My dad was unfaithful to his wife. He loved his job more than my mother. I have no recollection of them under the same roof. It has always been my mother, grandmother and I.
Later in life, my mother remarried. He was a musician. He moved into the house the three of us lived. He played in a band and composed music for other bands. He even started his own band. I wonder sometimes if my love of music started there.
He had a piano I’m out house, but he never taught me how to play. I don’t recall much interaction with him, actually. It’s a behavior I don’t want to pass on to my sons.
This marriage didn’t turn out, either. I recall a major fight between my mother and him. Lots of yelling. It got so bad, either I left or was told to go outside. I recall crossing the street and climbing a tree in front of one of friend’s house. Something now tells me I could hear them fighting as I watched from atop the tree.

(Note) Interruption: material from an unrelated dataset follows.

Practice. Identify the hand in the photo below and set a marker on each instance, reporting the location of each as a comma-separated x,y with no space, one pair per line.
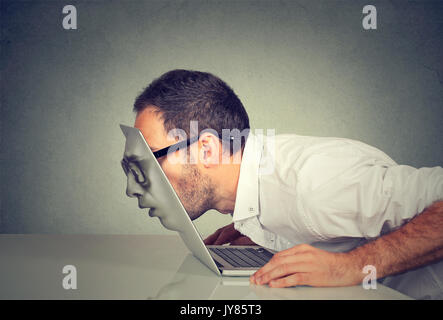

Their marriage deteriorated to the point of not just divorce but he made her feel so uncomfortable, we left to live with my uncle.
From a young age the men in my life behaved poorly. I know this has impacted me to this day. I don’t want to dwell on that too much. My two fathers hardly interacted with me. I can see how I have done that with my sons. And that needs to change.
Reflecting on my first eight years of life, the living with the effect of two divorces have been a negative in my life. It’s not a big negative. I had a great childhood. My mom and grandmother did the best they could. And it was great. But growing up fatherless has wounded me. It’s ramifications I still live with.
But that doesn’t have to be the case with my sons going forward. I may make things up as I go being a dad since I don’t have any role models, but I will be a father to my children. I can be a father figure to those who are fatherless today. That idea I can dwell all day.